12:15 PM, 7th July 2016, About 7 years ago
About 6 years ago I asked my building society for a further advance, on top of my then £130,000 mortgage.
Their chosen Valuer valued my flat at £190,000 and I received a cheque from my building society for £60,000 as a further advance. My total loan was then, & still is therefore £190,000.
It transpired that the valuer had made a mistake as my flat was (and still is) worth only £130,000.
If I sold the flat to-day for £130,000 I would be £60,000 short to repay my £190,00 loan.
Question; Would I be liable to find the £60,000 short-fall because of the Building Societies Valuers error? Would it be up to my Building Society to get the £60,000 short-fall from the negligent Valuer...?? firstname.lastname@example.org
18:02 PM, 8th July 2016, About 7 years ago
Reply to the comment left by "Ronald Crane" at "07/07/2016 - 12:15":
Yes you would be liable. You have borrowed the money. Unless you are unable to repay because you are bankrupt the lender can and will look to you to repay. Indeed you will not be able to sell for £130,000 unless the lender agrees to release its charge and the lender will want full repayment before releasing the charge. You were fortunate to have been able to borrow the extra £60,000 (it seems you have borrowed 100% LTV but that is a separate matter). Another issue is that the value 6 years may not have been £130,000 but a higher figure.

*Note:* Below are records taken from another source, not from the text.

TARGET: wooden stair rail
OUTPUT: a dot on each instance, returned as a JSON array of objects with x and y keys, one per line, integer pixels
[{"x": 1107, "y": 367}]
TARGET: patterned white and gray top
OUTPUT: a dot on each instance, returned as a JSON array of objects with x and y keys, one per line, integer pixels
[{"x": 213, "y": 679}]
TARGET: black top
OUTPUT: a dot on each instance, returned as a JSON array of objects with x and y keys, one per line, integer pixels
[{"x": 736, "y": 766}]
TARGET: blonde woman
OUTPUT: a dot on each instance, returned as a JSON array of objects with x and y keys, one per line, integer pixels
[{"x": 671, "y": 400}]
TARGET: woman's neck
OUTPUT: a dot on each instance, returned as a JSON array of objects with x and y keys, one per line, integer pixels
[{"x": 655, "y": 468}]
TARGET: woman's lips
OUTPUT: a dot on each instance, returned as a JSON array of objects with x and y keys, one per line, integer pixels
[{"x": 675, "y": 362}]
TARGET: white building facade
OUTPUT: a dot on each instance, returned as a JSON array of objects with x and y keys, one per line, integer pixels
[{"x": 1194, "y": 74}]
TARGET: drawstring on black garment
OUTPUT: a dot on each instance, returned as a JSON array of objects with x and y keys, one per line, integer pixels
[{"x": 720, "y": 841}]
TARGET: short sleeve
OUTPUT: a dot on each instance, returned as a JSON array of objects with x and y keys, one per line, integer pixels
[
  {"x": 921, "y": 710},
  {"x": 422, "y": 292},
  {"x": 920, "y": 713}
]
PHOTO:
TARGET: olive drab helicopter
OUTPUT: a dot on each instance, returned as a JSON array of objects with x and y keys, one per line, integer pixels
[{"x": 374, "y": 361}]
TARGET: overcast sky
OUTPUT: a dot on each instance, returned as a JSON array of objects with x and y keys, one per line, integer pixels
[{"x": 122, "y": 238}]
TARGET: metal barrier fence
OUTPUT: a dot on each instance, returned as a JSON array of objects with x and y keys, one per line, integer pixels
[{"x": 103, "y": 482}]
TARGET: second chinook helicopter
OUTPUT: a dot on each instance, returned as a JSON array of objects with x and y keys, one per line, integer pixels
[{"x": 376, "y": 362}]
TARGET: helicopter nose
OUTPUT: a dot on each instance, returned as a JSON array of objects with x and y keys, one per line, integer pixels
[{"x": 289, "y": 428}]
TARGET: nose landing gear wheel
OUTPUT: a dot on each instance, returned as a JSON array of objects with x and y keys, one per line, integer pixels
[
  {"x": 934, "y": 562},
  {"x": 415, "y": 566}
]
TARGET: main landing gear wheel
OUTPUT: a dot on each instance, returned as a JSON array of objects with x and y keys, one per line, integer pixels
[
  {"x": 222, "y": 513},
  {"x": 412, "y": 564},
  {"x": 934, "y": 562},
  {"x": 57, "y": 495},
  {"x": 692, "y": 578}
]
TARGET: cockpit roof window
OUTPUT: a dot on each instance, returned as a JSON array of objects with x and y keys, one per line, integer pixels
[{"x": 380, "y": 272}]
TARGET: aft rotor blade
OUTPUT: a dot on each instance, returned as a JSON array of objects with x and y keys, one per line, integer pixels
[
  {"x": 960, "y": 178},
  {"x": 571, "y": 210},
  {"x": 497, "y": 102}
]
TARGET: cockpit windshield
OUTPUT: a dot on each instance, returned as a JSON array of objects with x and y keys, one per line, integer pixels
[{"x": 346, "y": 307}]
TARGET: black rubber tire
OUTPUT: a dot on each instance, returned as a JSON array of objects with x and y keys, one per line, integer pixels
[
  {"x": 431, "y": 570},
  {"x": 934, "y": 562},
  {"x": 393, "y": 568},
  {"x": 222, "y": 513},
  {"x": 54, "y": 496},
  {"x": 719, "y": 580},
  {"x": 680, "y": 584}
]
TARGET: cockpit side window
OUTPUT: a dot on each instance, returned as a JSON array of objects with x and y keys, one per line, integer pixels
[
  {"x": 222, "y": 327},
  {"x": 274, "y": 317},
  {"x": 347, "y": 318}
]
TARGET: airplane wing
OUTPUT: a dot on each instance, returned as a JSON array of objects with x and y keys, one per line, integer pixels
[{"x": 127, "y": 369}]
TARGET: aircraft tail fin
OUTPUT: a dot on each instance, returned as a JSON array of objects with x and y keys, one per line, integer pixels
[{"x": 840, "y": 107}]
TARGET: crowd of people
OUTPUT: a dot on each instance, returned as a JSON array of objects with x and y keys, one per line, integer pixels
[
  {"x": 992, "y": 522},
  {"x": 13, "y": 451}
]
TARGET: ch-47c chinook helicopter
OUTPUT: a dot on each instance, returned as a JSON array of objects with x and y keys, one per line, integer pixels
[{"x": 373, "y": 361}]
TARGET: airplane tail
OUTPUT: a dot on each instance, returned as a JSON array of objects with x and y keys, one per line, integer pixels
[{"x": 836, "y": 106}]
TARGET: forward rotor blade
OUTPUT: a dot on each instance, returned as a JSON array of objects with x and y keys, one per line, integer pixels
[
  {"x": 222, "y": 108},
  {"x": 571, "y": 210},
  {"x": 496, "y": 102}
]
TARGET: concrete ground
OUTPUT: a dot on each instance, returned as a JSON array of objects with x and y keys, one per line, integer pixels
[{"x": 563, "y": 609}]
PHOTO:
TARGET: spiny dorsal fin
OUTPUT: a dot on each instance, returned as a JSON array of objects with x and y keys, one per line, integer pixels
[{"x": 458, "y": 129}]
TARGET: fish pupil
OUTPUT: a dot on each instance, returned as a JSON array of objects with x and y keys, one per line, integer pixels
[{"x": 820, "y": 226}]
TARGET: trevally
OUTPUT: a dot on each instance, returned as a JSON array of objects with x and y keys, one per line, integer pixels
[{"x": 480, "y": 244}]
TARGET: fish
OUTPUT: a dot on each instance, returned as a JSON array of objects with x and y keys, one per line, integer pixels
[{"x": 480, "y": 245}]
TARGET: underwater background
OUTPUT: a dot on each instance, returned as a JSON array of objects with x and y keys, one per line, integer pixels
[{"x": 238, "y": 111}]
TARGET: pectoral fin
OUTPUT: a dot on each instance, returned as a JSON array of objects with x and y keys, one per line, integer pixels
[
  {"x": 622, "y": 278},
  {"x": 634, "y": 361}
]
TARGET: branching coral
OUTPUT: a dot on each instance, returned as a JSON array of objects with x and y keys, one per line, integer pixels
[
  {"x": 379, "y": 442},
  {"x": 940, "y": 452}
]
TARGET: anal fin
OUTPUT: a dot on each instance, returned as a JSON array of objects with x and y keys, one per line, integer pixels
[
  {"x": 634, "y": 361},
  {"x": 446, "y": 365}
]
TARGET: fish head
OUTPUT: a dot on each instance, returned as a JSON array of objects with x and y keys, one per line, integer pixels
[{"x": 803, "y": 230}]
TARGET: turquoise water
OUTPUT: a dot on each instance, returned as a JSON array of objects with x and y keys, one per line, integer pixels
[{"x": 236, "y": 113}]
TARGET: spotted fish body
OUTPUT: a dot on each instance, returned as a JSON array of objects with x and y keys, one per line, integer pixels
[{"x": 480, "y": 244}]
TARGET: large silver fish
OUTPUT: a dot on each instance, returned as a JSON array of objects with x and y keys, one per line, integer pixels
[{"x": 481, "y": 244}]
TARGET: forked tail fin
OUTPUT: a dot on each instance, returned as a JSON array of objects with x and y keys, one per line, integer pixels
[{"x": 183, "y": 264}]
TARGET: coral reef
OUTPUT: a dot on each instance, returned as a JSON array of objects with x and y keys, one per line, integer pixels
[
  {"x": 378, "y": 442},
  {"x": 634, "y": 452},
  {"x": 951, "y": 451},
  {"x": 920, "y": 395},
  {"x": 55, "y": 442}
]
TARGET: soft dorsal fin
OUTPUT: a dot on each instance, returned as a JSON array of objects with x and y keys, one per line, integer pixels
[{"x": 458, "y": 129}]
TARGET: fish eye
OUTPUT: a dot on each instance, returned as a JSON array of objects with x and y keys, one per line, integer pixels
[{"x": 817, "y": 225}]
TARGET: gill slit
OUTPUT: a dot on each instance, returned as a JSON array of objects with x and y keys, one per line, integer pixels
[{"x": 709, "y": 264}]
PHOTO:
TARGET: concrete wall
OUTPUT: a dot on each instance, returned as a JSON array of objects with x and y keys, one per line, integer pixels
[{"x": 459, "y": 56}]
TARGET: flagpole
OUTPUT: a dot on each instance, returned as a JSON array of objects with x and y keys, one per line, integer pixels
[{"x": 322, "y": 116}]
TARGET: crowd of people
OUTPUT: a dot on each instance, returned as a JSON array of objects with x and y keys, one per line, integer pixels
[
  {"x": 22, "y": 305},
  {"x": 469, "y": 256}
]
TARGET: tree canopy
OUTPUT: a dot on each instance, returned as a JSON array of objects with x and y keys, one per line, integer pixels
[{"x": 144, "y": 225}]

8:34 AM, 16th July 2016, About 7 years ago
Speaking from the perspective of a valuer I wonder why he/she valued it at £190,000. When I get instructions to do these jobs I am normally given the amount of the loan (in this case a further advance) and the applicant's opinion of value. Presumably you made an application for the loan and told them the property was worth £190,000. If you didn't think it was why give the figure? In my experience the estimate of value has much more to do with the loan requested/LTV ratio than the real world situation. So it's often "I want to borrow £x so the value has to be £Y."
Not knowing where the property is, the state of the market in that area 6 years ago and the current state of the market I can't comment on the valuation.
Despite what applicants for loans believe, valuers are not in the business of down-valuing properties, we appreciate that lenders want to lend but we are there to validate that lending if we can. If we don't do this then we get no more work. Consequently there is a margin of error allowed of about 5% which lenders expect us to use where value is tight for the lending they wish to do. This one is, of course, outside that margin.
In this case you are liable for the loan whether or not the valuer was correct in his valuation. The lender will, if possible, chase you for the money rather than the valuer, as we have highly motivated professional indemnity insurers to fight such cases on our behalf.
I guess you could try to sue the valuer yourself but where is your loss? You had the £60,000 and presumably spent it and as you or your broker probably provided an opinion of value then he could not be considered to have induced you to take out the loan.